Tens of thousands of anti-racism protesters have converged on the "Free Speech Rally" in the US city of Boston that featured right-wing speakers.
The rally on Boston Common, which attracted only a small crowd, disbanded early and the participants were escorted out by police.
Organisers had said they would not give a platform to racism or bigotry.
Tensions are high after violent demonstrations in Charlottesville, Virginia last weekend turned deadly.
The Boston Herald reported that up to 30,000 people attended the counter-protest. Demonstrators had gathered at a Boston sports centre and then marched en masse to the common.
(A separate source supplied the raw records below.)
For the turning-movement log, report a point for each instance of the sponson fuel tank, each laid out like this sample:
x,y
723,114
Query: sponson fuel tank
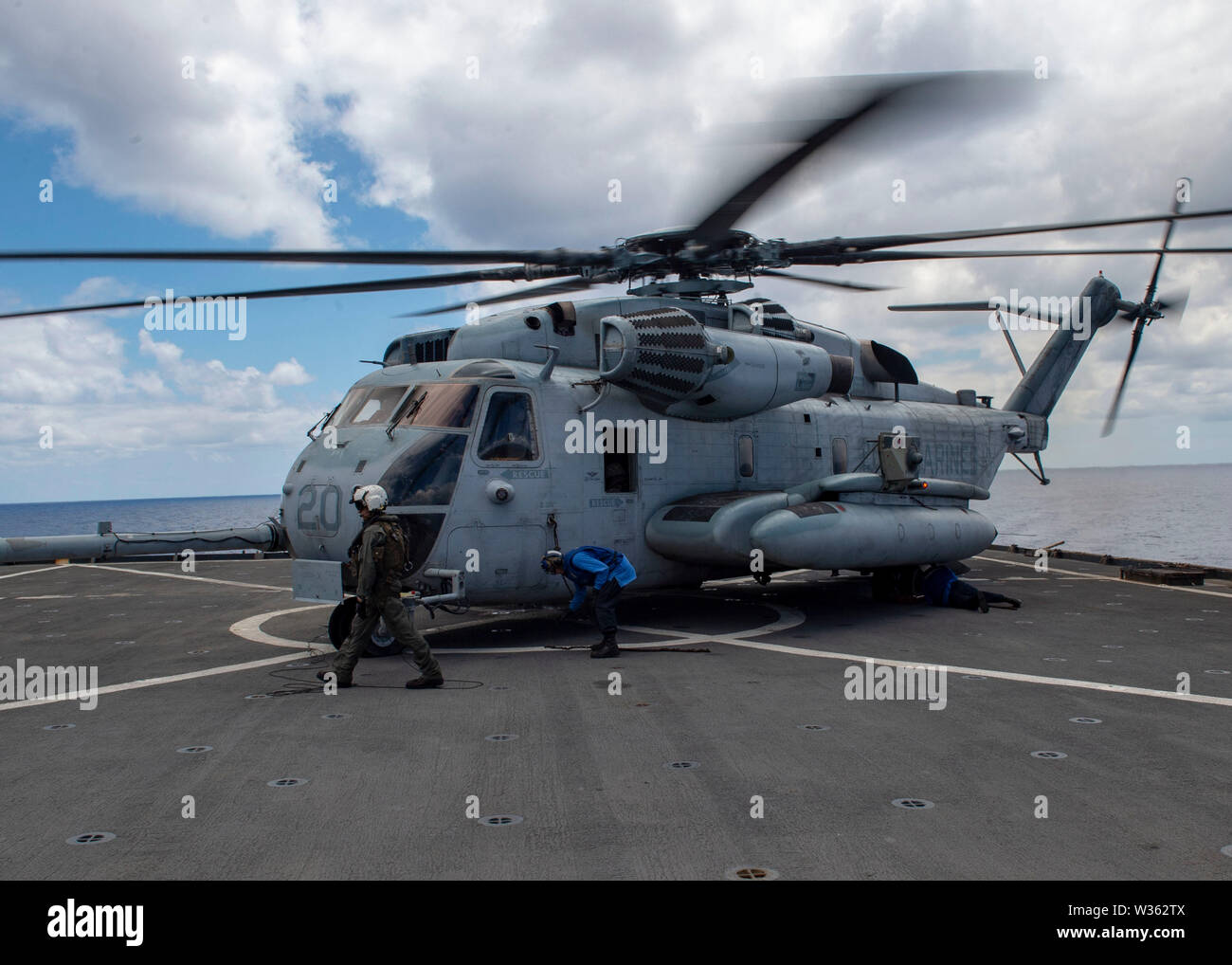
x,y
680,368
857,535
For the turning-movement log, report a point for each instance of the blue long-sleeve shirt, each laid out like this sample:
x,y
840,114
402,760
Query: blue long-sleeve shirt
x,y
937,584
592,566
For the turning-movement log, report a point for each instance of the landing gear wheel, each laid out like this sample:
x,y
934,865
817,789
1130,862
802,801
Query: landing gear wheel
x,y
894,584
380,644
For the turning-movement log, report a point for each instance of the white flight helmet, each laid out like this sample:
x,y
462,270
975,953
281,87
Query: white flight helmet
x,y
372,497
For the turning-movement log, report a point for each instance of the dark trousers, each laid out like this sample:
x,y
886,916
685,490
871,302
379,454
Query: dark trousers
x,y
399,624
605,607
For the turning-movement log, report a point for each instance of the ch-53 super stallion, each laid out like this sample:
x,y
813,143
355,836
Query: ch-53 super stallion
x,y
700,435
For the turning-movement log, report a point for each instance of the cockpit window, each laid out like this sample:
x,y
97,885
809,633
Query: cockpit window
x,y
368,406
426,472
442,406
509,429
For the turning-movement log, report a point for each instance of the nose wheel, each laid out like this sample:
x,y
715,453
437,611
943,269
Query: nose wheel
x,y
380,644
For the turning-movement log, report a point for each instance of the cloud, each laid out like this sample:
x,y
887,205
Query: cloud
x,y
504,124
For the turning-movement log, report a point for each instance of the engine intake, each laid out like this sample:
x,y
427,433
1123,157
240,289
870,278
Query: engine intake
x,y
678,366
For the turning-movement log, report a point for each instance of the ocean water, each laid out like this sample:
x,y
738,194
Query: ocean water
x,y
136,516
1174,513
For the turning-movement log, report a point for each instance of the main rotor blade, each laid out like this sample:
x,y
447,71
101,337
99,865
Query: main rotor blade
x,y
857,258
1110,422
850,284
554,257
385,284
716,225
555,287
1163,246
828,246
973,307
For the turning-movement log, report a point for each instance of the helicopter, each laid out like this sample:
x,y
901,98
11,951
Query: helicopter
x,y
700,434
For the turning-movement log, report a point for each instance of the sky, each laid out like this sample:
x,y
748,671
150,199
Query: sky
x,y
489,124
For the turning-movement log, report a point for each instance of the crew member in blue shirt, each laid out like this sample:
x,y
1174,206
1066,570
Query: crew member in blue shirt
x,y
598,571
943,588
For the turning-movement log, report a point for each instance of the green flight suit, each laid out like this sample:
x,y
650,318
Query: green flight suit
x,y
380,558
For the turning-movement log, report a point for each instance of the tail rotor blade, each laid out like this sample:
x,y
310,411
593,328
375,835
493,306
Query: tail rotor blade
x,y
1110,422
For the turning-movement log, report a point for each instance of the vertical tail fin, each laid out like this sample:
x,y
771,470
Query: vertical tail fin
x,y
1048,374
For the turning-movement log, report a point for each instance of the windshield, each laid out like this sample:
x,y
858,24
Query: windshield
x,y
426,472
442,406
368,406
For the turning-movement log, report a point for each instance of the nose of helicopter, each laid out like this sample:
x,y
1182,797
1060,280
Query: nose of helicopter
x,y
417,467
The BBC's Aleem Maqbool at the scene said those who turned up for the conservative rally were confined to the bandstand area on Boston Common.
Crowds of anti-racism protesters totally surrounded the bandstand but were kept some distance away by barriers, he added.
Many wore stickers with the face of 32-year-old Heather Heyer, who died when a car was driven into a crowd of counter-protesters at last Saturday's far-right rally in Charlottesville.
"It's time to do something. We are out here to add an extra body to the numbers of those who resist," said Katie Zipps, who travelled from Malden, north of Boston, for the counter-protest.
The crowd chanted "No Nazis, no KKK, no fascists in the USA!" and carried banners with slogans such as "Stop pretending your racism is patriotism".
There was a large police presence throughout but no violence was reported.
Speaking earlier, the city police commissioner said he had never seen so many people "almost looking for confrontation".
"I just think the rhetoric has really brought this to a different level," Commissioner William Evans told a news conference on Friday.
The organisers of the "Free Speech Rally" said that "misinformation in the media" was "likening our organisation to those that ran the Charlottesville rally".
"While we maintain that every individual is entitled to their freedom of speech and defend that basic human right, we will not be offering our platform to racism or bigotry," the group wrote on a Facebook page dedicated to the event. "We denounce the politics of supremacy and violence."
The list of speakers for the free speech event changed a number of times in previous days. At times it included speakers who have been associated with the far-right.
The violence in Charlottesville began with a protest and counter-protest over the planned removal of a statue of Confederate commander General Robert E Lee.
In the aftermath, Confederate statues across America have come under renewed scrutiny.
Duke University in North Carolina removed a statue of Robert E Lee from its chapel entrance in the early hours of Saturday morning, following vandalism earlier in the week.
University President Vincent Price said the decision was made for safety reasons and "above all to express the deep and abiding values of our university."